Title Memorial to Dunkirk veterans
Design Paul Baeteman (°1933, Nieuwpoort)
Material Belgian Blue Stone
Location Leopold I Esplanade (small Esplanade)
Inscription (in English): 'This memorial was erected to commemorate the evacuation of the British and Allied forces from the beaches of De Panne in May 1940'
Right from the start, the sculptor Paul Baeteman regarded his monument as a symbol. The convex structure with curved edges has a circular opening at the top, allowing the image to emulate the waves on the sea. The rough edges are a reference to the merciless seas that took the lives of tens of thousands of men who, in 1940, embarked from this beach under German gunfire. The polished, parabolic surface on one side suggests the bridge between the continent and the UK. The smooth surface on the other side which starts wide before gradually narrowing refers to the return of allied troops whose ranks gradually dwindled.

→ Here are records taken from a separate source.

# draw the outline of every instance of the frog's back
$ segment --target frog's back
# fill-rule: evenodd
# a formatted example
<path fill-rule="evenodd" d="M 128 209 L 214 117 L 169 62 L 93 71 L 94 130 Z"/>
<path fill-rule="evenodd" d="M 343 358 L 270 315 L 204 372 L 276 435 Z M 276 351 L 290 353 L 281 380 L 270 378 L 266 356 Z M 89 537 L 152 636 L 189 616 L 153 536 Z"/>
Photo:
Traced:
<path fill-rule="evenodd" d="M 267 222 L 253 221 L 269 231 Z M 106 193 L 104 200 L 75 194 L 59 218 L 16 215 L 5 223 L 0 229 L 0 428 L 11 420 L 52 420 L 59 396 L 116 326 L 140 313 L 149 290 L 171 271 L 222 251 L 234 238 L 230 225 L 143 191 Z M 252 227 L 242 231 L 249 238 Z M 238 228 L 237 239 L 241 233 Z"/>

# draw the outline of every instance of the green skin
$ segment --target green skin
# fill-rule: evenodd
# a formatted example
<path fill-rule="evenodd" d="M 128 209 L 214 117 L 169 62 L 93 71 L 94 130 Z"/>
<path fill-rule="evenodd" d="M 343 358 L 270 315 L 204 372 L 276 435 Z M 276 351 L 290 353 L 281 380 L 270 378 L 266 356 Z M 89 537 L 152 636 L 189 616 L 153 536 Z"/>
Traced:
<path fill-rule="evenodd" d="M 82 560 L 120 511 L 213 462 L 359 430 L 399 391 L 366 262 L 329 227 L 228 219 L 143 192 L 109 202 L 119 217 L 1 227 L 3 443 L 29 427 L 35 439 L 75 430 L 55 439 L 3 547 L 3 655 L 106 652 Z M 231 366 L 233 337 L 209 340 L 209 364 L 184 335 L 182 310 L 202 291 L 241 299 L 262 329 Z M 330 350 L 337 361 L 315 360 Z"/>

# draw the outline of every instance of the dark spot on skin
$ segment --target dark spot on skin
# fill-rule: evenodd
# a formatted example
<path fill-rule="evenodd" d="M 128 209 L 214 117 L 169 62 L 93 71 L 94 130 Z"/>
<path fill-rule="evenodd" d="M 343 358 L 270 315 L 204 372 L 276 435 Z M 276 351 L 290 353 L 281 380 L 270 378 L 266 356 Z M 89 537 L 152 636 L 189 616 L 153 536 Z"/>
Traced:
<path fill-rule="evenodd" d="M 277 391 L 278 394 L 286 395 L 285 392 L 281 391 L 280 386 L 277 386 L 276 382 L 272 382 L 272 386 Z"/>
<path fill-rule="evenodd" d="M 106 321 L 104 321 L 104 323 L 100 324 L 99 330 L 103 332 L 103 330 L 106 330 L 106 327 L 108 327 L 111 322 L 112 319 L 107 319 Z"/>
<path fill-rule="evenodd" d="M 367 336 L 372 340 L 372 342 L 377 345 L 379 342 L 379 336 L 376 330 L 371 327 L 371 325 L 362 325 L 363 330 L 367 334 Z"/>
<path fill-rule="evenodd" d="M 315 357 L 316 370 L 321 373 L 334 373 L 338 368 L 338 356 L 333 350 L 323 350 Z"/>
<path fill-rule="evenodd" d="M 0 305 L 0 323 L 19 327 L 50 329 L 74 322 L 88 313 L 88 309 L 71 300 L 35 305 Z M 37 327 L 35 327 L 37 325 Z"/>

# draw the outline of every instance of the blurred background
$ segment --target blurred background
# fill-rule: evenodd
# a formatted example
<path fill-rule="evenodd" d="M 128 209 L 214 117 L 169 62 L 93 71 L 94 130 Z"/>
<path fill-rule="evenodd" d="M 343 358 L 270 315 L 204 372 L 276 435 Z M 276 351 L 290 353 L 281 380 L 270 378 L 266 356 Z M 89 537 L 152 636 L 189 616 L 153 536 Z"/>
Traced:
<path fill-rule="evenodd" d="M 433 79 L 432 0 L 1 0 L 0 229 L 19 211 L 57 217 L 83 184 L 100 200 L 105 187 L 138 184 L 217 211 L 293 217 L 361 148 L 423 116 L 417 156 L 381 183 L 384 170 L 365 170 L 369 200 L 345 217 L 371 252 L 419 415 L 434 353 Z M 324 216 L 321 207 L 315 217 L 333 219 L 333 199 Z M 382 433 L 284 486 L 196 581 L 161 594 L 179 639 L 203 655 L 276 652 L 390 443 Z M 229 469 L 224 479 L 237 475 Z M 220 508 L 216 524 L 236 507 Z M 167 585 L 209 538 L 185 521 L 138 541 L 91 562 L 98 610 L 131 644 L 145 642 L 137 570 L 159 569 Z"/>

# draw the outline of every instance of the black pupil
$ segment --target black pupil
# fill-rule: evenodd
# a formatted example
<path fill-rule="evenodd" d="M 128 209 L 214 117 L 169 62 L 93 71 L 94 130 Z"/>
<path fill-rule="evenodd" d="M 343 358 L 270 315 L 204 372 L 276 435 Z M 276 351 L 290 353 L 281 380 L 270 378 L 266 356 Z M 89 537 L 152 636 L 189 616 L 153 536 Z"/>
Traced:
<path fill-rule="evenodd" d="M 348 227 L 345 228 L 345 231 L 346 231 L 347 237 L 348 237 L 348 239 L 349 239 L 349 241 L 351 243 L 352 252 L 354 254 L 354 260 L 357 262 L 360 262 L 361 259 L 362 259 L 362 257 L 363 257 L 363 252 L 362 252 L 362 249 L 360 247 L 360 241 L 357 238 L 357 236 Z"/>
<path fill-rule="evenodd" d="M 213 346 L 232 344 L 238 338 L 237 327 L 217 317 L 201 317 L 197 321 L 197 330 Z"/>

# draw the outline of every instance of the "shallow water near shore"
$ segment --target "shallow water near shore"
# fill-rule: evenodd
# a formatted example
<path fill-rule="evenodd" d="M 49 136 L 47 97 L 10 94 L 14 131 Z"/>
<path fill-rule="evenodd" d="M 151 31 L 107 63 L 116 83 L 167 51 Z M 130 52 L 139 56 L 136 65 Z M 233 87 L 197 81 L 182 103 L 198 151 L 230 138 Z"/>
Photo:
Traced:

The same symbolism was envisaged by the sculptor with the broad, flat support of the sculpture, which narrows to an apex. The symbolic value of the sculpture also draws our attention to the tension between rough and polished surfaces, a tension that harks back to the struggle between nature (the sea) and culture (man). This monument originally stood on the Leopold I Esplanade near the Kapellelaan.